SLAF-seq assay design and pilot studies on rice and soybean

To determine the reliability of this method, we performed a pilot study on rice and soybeans. Specifically, we expected that 21,000 and 76,000 SLAFs would be selected by HaeIII and MseI digestion and purification restriction fragments. We expected these SLAFs to be about 380∼450 bp and 370∼440 bp for rice and soybeans, respectively, and to comprise about 0.33% and 0.49% of the rice and soybean genomes [5], [6] (Table 1). Repetitive sequences were controlled within 17.78% and 25.32%, respectively, to exclude most of the repetitive regions in rice and soybeans. Using these schemes, we carried out SLAF library construction and sequencing. In total, 0.5 M and 1.3 M pair-end reads were generated using Illumina Genome Analyzer IIx for rice and soybeans, respectively, by mapping the reads to genomes. About 25,000 and 83,000 SLAFs were observed. The SLAF density and distribution characteristics are shown in Figure 2. The properties of the observed SLAFs were consistent with those predicted for both rice and soybeans. In rice, about 90.18% of the expected SLAFs were present in the observed data, which covered 82.48% of the total reads. In soybeans, 79.32% of the expected SLAFs were observed and 65.86% of the total reads were mapped to the expected SLAFs (Table 1). The average SLAF sequence depth was increased by 19-fold and 12-fold to ensure the base qualities. Repetitive SLAFs were controlled within 19.49% and 25.34%, which were consistent with the expected number.
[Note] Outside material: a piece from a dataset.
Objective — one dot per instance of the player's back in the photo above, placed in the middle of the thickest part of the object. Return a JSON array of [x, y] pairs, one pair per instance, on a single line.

The pilot data indicated that the reliability and quality of this SLAF-seq strategy were relatively high.

Table 1

Pilot SLAF-seq data summary in rice and soybeans.
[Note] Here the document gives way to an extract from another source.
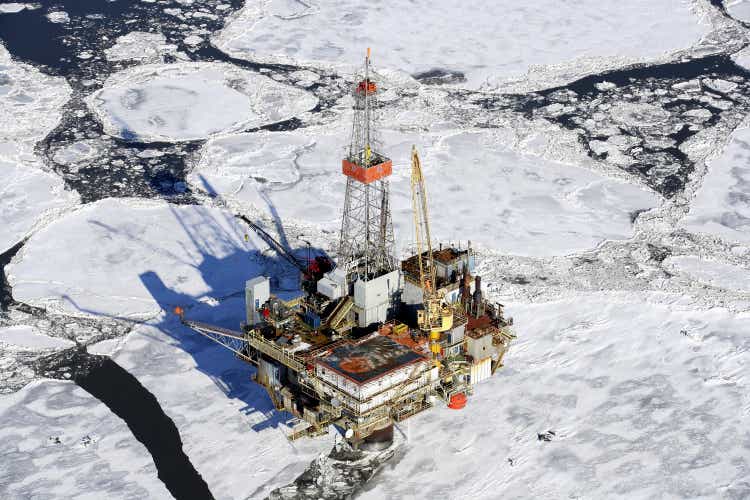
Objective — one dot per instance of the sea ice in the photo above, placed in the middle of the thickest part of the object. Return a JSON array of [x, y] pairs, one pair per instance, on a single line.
[[630, 390], [132, 258], [225, 420], [27, 193], [26, 337], [14, 7], [58, 439], [516, 203], [189, 101], [139, 46], [711, 272], [27, 92], [483, 40], [28, 196], [739, 9], [721, 206], [58, 17]]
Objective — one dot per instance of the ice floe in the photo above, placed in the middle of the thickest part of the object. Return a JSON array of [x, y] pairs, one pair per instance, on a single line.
[[58, 17], [132, 258], [26, 337], [28, 196], [479, 39], [738, 9], [517, 203], [30, 106], [139, 46], [14, 7], [711, 272], [629, 389], [55, 434], [189, 101], [221, 415], [721, 206]]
Genome information	Rice	Soybeans
Genome size (Mb)	382.79	950.07
% of repeats in genome	39.11%	42.96%
GC content	43.56%	34.67%
Expected information
Enzymes	HaeIII+MseI	HaeIII+MseI
Expected SLAF size range (bp)	384–454	369–439
Expected no. of SLAFs	21,074	76,970
SLAF density per 100 kb	5.51	8.10
Simplification ratio	0.33%	0.49%
% of SLAFs in repeats	17.78%	25.32%
Observed information
Total reads	546,271	1,341,599
Observed no. of SLAFs	25,433	83,055
Matched no. of SLAFs	19,005	61,056
Matched % of SLAFs	90.18%	79.32%
Reads % in matched SLAFs	82.48%	65.86%
SLAF average depth	18.95	12.11
SLAFs per 100 kb	6.64	8.74
Simplification ratio	0.40%	0.52%
% of SLAFs in repeats	19.49%	25.34%

Figure 2

Pilot SLAF-seq data analysis using rice and soybeans.
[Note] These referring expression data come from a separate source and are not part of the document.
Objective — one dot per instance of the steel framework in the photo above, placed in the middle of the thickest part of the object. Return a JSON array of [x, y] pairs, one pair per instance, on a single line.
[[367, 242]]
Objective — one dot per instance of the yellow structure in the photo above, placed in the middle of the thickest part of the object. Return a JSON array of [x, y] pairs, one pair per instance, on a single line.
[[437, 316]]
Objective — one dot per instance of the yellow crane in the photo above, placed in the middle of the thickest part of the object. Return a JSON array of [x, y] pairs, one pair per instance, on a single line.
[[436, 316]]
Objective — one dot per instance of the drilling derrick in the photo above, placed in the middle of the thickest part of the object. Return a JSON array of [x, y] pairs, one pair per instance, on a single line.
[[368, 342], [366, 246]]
(a)and(b) Insert size distribution of SLAFs. SLAF length was found to cluster tightly around a mean of 430 bp, with 85% of SLAFs in the centermost 50 bp. (c) and (d)Distribution of SLAFs on the chromosomes. SLAFs were evenly distributed on the chromosomes in rice and soybeans. The gap in the middle was caused by the absence of centromere sequences. (e)and(f) Customized SLAF density design. In the rice pilot case, the density was designed using 20 kb per SLAF. In soybeans, 40 kb per SLAF was used. Both rice and soybean pilot SLAF data were found to be consistent with theoretical predictions.

Pilot SLAF-seq data analysis using rice and soybeans.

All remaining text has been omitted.